Saturday, May 25, 2024

18 Hole Simulator

        I was deeply, consistently miserable all week. I found it almost impossible to move or get out of bed. I only have a few weeks of treatment left and while I’m hoping for a smooth landing, I’m worried about the very real possibility that the moment I try my new shoes I’ll have to take them off again, get them adjusted, go back to wearing the post-op shoes. I’m also worried about my vision. Underneath it all I’m worried about how these things will affect work, providing I have a job to go back to. How can I work if I can’t walk or see? Will I end disability, just to have to get back on it again? Even when I’m not actively thinking about it, the worry is there beneath my skin, keeping me from being able to get anything done. 

        It doesn’t help that it’s been dark and gloomy out every day. And to top things off, I saw on Facebook that a dear ex co-worker had died. I couldn’t find any details, but Ann had battled cancer for years. Ann had been a few years younger than my mother, and one of the best people I knew. She was head registrar at the museum, which meant she oversaw the comings and goings and storage of the artwork. She was funny, kind, and smart, and had very little tolerance for bullshit. For years I would have lunch with her and the other registrars in the break room. Those lunches are some of my favorite memories of the museum. I only saw Ann a few times since she retired, and now of course I wish I would have made more of an effort to keep in touch. 

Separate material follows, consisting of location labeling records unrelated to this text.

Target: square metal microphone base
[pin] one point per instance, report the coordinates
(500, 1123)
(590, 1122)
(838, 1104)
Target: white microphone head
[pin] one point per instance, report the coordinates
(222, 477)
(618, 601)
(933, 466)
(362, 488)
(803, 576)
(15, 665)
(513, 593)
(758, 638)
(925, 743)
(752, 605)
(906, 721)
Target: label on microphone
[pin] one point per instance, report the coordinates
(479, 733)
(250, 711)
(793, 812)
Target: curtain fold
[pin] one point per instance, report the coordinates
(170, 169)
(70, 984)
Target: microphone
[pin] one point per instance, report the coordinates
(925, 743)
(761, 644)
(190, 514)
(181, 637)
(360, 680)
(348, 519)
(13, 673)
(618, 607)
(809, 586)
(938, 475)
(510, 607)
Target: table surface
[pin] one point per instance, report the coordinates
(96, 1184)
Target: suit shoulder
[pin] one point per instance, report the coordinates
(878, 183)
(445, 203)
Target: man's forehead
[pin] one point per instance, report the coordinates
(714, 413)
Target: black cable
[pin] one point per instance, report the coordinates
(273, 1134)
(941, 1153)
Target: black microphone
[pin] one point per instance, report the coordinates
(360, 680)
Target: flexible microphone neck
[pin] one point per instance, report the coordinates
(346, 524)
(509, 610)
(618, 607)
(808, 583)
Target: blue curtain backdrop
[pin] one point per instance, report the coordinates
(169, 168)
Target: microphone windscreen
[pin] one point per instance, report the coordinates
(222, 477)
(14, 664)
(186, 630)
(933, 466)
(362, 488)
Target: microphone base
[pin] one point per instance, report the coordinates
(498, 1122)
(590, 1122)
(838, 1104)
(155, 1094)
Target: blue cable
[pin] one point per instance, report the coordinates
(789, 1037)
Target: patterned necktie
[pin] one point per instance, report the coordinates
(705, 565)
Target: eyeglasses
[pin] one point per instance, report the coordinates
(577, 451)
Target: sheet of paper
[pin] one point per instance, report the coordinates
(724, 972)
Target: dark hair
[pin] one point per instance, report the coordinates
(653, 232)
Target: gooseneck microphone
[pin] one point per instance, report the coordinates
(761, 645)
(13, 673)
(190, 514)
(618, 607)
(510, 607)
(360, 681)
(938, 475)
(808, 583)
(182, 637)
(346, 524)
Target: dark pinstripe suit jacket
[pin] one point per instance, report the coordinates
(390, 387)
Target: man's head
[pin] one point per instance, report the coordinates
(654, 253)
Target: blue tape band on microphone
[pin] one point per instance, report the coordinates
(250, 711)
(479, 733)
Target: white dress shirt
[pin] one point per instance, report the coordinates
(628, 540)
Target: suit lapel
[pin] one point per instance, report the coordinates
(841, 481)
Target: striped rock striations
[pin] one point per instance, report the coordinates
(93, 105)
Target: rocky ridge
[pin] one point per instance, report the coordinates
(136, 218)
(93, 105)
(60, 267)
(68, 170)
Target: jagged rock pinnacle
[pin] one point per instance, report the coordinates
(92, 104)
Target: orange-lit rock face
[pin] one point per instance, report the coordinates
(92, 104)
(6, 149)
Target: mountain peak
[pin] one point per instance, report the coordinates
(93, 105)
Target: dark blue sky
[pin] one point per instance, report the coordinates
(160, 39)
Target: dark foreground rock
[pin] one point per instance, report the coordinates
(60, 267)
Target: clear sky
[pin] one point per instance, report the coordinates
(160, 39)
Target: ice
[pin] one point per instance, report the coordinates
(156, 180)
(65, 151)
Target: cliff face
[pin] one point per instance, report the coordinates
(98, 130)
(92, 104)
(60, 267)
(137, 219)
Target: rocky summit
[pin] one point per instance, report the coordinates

        But I didn’t, and she’s gone, and there’s nothing to do but feel sad about it. 

        In the meantime the internet keeps showing me ads for cars (I don’t drive) and computer games (I don’t play). I would prefer the vapid looks of AI camgirls rather than promises of rugged four wheel drive and 18 hole simulators. 

        My sessions in the chamber go fine all week. I watch Synecdoche NY, Lonesome Jim, The Man Who Wasn’t There. Miserable men trying and failing to connect to other humans. KC is on vacation so there’s no one to flirt with. There’s a new patient in the middle tube who is young and pretty, but she talks a lot about her husband and small children. 

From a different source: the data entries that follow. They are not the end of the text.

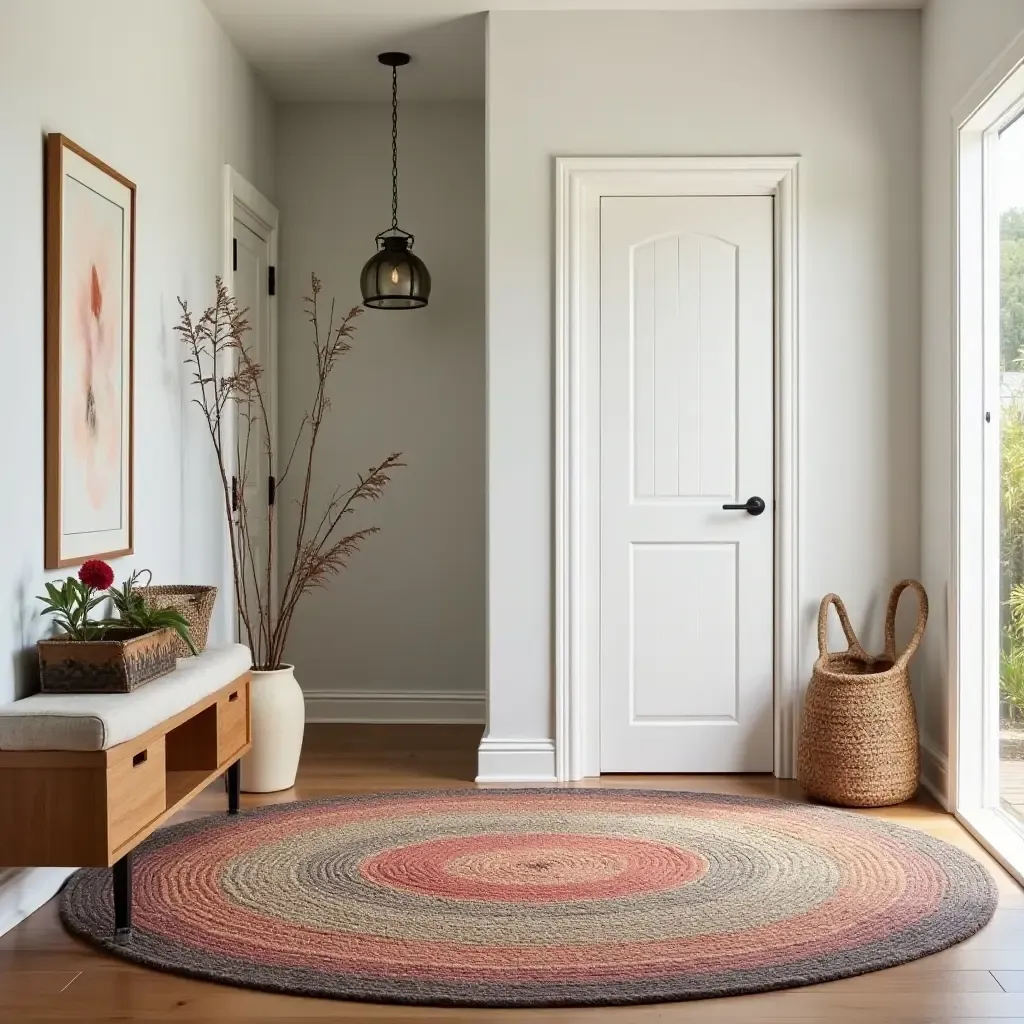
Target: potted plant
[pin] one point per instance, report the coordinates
(111, 654)
(321, 547)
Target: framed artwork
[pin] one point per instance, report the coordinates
(90, 304)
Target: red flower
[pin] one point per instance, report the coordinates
(96, 574)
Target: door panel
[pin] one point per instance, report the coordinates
(686, 426)
(684, 300)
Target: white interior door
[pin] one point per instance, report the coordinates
(251, 289)
(686, 586)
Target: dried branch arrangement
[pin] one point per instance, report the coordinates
(322, 547)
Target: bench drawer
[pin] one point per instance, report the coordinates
(136, 791)
(232, 722)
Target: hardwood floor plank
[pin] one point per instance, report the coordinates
(979, 980)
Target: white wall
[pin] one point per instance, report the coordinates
(958, 45)
(157, 91)
(840, 89)
(399, 634)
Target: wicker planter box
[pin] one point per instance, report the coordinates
(119, 664)
(194, 603)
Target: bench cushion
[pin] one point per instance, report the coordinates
(97, 721)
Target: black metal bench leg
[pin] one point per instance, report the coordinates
(122, 899)
(233, 786)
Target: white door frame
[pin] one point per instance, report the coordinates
(240, 193)
(581, 182)
(974, 593)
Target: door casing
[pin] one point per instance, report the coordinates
(241, 196)
(580, 184)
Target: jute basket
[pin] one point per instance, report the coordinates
(858, 735)
(195, 604)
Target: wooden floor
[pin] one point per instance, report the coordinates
(46, 975)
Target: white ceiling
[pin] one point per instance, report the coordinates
(327, 49)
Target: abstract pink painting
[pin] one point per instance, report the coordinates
(90, 236)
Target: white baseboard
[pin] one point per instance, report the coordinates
(24, 890)
(516, 760)
(396, 707)
(935, 772)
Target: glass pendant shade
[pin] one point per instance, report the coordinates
(395, 278)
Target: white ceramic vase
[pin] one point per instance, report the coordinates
(279, 719)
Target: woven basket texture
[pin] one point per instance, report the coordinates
(858, 734)
(195, 604)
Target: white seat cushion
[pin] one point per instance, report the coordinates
(97, 721)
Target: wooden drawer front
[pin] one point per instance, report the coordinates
(136, 792)
(232, 722)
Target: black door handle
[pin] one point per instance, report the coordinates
(755, 506)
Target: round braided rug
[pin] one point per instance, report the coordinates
(537, 897)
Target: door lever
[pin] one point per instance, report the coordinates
(753, 506)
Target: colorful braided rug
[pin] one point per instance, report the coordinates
(537, 897)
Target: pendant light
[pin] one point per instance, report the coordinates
(394, 278)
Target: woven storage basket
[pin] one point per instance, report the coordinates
(858, 734)
(195, 604)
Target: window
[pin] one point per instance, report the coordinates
(988, 783)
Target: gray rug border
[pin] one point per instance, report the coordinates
(954, 921)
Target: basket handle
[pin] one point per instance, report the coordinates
(919, 630)
(851, 637)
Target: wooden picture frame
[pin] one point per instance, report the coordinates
(90, 357)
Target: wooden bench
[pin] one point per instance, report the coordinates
(84, 778)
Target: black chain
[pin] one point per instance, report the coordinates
(394, 148)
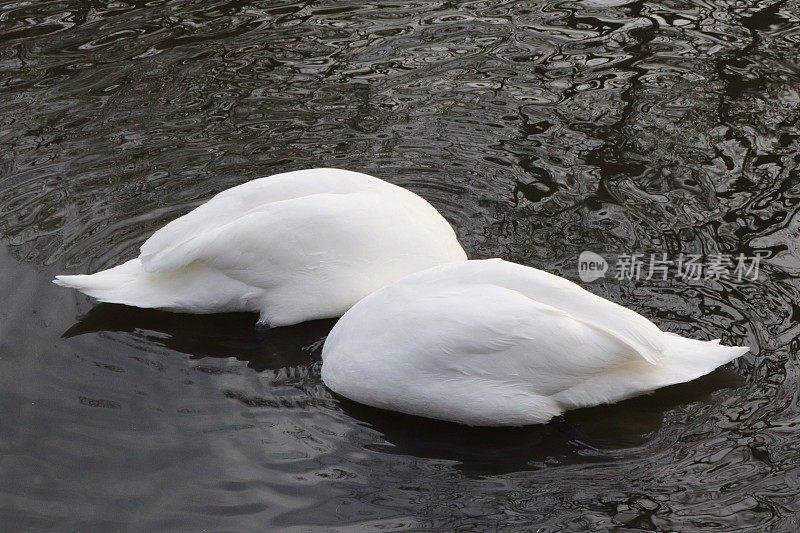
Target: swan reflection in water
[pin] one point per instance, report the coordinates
(594, 434)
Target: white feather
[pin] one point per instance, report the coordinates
(294, 247)
(493, 343)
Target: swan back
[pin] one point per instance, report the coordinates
(495, 343)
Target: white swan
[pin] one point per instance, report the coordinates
(493, 343)
(293, 247)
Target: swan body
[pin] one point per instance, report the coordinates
(293, 247)
(493, 343)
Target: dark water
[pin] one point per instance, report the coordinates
(539, 129)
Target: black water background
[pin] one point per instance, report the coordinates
(538, 129)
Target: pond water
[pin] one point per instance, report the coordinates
(539, 129)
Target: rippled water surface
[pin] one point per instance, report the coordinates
(539, 129)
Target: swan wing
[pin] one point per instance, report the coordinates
(169, 247)
(626, 325)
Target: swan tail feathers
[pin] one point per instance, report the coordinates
(688, 359)
(122, 284)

        After Friday’s session, they tell me not to come in Monday, that the office is closed for Memorial Day. I’m not looking forward to having an extra day of isolation. 

        After my session I go home and make lunch, but instead of allowing myself to collapse like I have all week, I propel myself out the door. I ride the streetcar to Goodwill, then to Tanner Creek Park. It’s an odd little city park with only a few small trees but lots of native plants and wildflowers. I talk to my mother then finally head home. I read a while then head down to the Goose to try to cheer myself up with a chowder and a martini. It sort of works. 

        It’s nearly ten by the time I trudge back up the hill. I hear fireworks in the distance but I can’t see any. Up in my apartment, I stare out at the city skyline. Above the buildings I can just about make out the uppermost tips of the tentacles of light, briefly flashing against the clouds then vanishing as if they had never been there.